Bij de behandeling van de herziening van het Omgevingsplan in de Statenvergadering van 11 maart 2016 diende Gerwi Temmink een amendement in om het onbedoeld meer ruimte bieden aan de pelsdierhouderij (een vorm van intensieve veehouderij) tegen te gaan.

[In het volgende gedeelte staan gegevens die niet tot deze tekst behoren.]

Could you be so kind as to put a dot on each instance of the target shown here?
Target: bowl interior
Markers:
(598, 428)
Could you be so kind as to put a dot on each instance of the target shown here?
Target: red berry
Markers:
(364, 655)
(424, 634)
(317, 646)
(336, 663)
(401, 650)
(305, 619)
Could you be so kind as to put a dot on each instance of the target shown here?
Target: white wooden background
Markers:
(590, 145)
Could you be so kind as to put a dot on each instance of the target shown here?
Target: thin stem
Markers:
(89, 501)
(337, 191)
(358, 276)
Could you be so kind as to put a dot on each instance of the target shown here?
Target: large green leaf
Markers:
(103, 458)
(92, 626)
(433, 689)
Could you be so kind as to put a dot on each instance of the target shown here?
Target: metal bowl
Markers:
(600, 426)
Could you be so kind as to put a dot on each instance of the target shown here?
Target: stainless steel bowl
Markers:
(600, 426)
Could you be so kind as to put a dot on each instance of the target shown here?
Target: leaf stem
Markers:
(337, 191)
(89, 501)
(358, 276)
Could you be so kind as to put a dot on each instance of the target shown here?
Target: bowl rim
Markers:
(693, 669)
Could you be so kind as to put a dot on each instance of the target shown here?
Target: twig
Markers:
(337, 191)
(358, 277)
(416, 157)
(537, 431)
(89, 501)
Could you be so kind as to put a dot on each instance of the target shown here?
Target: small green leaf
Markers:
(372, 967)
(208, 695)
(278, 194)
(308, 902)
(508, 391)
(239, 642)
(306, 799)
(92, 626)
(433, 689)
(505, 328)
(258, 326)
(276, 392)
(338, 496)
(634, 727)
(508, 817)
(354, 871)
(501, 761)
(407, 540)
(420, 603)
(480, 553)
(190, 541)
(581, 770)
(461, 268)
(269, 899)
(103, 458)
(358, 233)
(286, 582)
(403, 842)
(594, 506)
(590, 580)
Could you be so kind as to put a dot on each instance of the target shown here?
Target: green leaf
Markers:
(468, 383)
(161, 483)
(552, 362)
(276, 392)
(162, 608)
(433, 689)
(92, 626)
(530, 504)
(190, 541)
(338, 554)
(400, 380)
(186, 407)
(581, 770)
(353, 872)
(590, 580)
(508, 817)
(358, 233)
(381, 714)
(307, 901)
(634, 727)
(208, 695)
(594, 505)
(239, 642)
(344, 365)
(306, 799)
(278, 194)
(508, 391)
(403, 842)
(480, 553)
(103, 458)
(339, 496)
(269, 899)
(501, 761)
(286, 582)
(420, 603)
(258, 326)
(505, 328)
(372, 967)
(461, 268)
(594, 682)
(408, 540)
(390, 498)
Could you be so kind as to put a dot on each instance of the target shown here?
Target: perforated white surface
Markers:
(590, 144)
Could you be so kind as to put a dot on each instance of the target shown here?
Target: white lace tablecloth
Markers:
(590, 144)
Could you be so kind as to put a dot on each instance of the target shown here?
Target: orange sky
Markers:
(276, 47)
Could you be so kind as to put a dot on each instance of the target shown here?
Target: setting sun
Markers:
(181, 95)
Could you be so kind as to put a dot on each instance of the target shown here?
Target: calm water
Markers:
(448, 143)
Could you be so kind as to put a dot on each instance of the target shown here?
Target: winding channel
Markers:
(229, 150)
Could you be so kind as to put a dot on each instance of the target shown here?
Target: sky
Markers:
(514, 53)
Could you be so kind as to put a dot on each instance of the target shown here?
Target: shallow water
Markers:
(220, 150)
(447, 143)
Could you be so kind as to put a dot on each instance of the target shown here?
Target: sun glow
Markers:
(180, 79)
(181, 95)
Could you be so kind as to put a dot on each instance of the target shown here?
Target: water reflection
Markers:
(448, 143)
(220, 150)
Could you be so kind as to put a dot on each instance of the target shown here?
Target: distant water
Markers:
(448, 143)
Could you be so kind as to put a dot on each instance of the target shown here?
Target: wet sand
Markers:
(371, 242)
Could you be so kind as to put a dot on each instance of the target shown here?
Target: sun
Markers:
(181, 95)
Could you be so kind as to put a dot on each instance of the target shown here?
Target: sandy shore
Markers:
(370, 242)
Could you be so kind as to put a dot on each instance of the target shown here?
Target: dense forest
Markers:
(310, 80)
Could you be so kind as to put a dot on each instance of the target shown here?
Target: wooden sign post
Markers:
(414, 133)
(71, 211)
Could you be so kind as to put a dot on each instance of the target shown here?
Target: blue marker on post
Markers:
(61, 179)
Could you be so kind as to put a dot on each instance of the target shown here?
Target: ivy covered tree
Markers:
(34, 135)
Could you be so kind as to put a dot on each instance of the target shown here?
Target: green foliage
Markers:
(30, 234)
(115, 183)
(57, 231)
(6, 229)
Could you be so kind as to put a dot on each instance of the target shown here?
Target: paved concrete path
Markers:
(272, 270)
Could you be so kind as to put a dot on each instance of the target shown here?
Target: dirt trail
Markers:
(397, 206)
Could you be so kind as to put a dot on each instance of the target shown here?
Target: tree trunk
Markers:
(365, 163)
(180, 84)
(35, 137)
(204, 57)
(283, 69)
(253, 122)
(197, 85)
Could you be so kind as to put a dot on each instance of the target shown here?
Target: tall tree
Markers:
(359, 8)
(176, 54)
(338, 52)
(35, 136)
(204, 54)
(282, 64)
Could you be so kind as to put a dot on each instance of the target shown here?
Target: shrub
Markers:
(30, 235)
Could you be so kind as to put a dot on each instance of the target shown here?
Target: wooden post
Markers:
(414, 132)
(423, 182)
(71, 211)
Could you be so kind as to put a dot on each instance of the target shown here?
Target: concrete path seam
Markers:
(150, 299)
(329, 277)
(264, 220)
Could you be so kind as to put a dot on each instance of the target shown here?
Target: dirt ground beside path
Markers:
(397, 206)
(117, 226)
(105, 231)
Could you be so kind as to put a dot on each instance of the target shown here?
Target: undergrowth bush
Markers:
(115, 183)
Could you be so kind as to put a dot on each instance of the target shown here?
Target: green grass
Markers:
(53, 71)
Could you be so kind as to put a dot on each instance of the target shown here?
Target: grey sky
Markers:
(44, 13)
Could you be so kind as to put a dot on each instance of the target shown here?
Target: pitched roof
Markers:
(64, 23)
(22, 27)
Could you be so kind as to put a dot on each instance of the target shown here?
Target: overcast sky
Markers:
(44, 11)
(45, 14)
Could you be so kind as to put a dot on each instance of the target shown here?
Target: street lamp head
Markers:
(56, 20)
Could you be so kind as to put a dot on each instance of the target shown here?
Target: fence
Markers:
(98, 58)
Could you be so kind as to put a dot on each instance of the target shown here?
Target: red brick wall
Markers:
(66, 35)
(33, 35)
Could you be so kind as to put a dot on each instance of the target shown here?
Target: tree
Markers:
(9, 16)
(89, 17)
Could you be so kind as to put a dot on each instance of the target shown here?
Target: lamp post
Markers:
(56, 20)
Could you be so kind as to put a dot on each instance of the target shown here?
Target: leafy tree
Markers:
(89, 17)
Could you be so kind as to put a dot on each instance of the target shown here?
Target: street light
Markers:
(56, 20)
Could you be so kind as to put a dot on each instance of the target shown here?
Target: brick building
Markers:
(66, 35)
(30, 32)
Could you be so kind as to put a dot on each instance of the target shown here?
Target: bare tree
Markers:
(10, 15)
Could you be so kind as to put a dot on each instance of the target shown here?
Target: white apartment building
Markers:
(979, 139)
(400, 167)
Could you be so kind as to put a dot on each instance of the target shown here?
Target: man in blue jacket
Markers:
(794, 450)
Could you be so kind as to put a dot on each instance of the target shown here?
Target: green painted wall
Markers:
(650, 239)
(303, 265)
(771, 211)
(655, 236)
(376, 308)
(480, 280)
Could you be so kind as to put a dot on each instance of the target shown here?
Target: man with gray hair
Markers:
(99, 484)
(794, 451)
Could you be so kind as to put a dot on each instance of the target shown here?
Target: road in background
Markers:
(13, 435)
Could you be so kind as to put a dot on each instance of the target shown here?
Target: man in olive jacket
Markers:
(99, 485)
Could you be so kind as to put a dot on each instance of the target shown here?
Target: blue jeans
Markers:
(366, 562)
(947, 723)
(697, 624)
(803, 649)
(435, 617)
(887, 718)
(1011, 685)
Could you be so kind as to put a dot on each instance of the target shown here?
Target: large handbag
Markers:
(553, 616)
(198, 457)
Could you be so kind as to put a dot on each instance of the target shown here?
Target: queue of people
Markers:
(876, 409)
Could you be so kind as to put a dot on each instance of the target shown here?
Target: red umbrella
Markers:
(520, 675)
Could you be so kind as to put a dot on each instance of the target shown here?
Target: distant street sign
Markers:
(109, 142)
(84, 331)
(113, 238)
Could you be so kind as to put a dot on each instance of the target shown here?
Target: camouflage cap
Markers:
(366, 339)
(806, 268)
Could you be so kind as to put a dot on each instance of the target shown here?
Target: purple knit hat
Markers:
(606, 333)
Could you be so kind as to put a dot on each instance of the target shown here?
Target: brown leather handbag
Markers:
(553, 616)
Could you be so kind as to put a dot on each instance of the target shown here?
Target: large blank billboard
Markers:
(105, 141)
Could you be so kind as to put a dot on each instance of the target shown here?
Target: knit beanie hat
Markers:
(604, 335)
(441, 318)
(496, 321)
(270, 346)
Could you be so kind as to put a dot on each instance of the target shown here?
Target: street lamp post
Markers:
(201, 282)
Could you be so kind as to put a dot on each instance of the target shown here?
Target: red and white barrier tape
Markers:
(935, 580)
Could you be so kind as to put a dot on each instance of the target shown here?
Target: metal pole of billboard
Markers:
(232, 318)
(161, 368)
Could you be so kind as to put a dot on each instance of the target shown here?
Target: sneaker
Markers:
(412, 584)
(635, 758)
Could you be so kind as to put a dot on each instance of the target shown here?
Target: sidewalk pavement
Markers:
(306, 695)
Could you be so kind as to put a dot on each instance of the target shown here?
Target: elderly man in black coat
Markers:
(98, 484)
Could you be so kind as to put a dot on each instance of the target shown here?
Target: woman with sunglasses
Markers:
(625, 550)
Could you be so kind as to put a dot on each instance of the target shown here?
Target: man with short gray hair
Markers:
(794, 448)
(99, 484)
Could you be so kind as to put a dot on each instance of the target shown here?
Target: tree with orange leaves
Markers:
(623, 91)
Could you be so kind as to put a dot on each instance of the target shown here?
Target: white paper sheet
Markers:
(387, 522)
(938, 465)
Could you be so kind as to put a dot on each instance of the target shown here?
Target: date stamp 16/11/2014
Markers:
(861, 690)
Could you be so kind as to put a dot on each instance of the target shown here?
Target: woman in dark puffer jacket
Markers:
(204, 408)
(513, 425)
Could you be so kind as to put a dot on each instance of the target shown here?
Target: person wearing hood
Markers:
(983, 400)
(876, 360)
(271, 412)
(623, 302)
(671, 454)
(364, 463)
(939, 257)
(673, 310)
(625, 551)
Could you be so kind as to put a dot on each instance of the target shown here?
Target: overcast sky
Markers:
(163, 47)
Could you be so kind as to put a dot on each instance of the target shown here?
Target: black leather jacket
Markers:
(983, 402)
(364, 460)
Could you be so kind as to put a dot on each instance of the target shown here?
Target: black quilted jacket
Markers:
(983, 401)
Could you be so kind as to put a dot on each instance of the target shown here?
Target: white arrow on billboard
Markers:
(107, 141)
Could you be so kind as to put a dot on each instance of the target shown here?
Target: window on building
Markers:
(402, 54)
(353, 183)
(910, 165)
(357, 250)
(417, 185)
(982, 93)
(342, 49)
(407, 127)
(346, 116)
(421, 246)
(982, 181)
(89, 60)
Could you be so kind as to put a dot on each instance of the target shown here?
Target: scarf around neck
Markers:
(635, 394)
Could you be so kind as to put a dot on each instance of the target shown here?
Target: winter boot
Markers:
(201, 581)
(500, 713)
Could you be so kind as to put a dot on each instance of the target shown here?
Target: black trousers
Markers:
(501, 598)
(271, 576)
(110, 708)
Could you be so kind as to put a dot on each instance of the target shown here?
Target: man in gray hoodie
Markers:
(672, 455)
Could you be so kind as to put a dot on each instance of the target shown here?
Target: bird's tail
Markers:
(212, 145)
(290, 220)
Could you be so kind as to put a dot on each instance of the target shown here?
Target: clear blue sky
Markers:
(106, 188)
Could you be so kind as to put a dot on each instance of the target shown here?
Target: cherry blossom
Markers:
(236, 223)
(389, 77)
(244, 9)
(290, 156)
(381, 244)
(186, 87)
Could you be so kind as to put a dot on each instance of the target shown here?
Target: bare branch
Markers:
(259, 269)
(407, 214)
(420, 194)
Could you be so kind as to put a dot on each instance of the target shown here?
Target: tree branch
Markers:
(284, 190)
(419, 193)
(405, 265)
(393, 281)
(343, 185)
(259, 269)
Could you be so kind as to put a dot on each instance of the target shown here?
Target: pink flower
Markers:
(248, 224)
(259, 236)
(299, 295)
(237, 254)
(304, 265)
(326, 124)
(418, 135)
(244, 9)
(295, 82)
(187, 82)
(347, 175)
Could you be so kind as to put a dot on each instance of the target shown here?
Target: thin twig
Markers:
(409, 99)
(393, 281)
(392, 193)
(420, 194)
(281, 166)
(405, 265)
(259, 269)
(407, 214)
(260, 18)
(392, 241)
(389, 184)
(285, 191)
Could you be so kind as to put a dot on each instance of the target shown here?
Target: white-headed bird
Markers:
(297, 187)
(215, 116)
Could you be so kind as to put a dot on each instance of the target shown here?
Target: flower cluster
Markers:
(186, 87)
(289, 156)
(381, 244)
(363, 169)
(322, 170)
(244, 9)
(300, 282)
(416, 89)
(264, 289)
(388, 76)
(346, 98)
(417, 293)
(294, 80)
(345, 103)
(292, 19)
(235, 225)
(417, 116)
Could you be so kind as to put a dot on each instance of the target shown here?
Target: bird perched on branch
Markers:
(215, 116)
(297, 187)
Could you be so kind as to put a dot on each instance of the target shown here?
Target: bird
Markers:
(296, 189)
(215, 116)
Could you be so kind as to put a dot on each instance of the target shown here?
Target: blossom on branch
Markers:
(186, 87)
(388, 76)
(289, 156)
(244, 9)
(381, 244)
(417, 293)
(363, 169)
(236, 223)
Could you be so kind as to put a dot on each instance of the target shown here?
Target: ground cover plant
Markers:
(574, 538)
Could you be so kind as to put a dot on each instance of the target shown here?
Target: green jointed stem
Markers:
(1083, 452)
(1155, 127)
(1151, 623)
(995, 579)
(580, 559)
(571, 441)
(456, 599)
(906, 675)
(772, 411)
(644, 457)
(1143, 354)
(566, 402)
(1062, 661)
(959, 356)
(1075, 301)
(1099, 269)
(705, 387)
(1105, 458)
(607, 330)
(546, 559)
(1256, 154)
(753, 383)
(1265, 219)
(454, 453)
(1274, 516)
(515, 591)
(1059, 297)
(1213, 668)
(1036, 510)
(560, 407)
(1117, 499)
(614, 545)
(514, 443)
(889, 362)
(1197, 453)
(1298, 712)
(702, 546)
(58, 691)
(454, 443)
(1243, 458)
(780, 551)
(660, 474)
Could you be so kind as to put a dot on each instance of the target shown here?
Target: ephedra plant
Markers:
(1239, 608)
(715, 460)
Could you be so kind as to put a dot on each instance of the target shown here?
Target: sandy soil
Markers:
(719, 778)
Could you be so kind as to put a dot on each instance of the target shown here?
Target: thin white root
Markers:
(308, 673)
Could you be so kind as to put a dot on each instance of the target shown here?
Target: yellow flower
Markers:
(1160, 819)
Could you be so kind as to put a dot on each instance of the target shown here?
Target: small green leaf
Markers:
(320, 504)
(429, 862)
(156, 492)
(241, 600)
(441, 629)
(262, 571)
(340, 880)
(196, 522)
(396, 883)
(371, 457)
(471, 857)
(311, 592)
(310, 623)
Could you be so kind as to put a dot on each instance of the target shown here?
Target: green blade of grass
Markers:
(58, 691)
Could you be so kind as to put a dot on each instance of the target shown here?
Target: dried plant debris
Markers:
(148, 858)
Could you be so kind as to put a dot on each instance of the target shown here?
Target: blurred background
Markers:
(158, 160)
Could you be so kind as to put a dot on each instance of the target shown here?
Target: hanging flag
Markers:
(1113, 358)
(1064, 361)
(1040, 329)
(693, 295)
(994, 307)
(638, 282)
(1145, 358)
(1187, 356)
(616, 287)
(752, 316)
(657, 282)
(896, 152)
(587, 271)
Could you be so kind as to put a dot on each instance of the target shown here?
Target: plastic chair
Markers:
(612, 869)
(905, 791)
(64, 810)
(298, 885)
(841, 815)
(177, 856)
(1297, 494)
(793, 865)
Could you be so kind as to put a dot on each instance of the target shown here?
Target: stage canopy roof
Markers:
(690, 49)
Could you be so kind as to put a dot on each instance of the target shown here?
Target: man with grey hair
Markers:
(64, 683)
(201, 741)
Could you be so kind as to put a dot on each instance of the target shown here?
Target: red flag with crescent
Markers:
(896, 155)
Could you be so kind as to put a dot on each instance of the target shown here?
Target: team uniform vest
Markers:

Gedeputeerde Schönknecht reageert dat ze blij is met dit amendement; zij ondersteunt dit van harte.

Stemming: alle partijen zijn voor dit amendement, met uitzondering van de ChristenUnie: AANGENOMEN!

Amendement met betrekking tot voorstel 9.01 Herziening Omgevingsplan en verordening Ruimte van het lid Gerwi Temmink, in de Statenvergadering van 11 maart 2016

Ontvangen: 01-03-2016

De ondergetekende stelt het volgende amendement voor:

Provinciale Staten van Zeeland, in vergadering bijeen op vrijdag 11 maart 2016, amenderen het voorstel tot vaststelling van de herziening Omgevingsplan Zeeland 2012-2018 en de eerste wijziging van de Verordening Ruimte Provincie Zeeland, en

besluiten

Artikel 1.1. lid 1 onder f van de Verordening Ruimte Provincie Zeeland te wijzigen in die zin dat deze als volgt komt te luiden:

Bedrijfsvloeroppervlak: de gezamenlijke oppervlakte van vaste vloeren in gebouwen en andere bouwwerken geen gebouw zijnde – mestdoorlatende vloeren daaronder begrepen - die worden of kunnen worden gebruikt voor de huisvesting van dieren ten behoeve van intensieve veehouderij, waaronder begrepen de hok- of stalruimten, inclusief scheidingswanden en gangpaden.

Toelichting amendement

GroenLinks heeft op 3 december 2015 schriftelijke vragen gesteld over de uitbreiding van een nertsenfokkerij. Essentieel daarbij was de relatie tussen een bij GS aangevraagde vergunning op grond van de Natuurbeschermingswet 1998 en de Wet verbod pelsdierhouderij. Uit het antwoord van GS van 12 januari 2016 blijkt dat de Natuurbeschermingswet een eigen toetsingskader heeft. Dit betekent, dat ondanks het geldende verbod op het houden van meer dieren uit de Wet verbod pelsdierhouderij, de genoemde vergunning niet door GS kan worden geweigerd.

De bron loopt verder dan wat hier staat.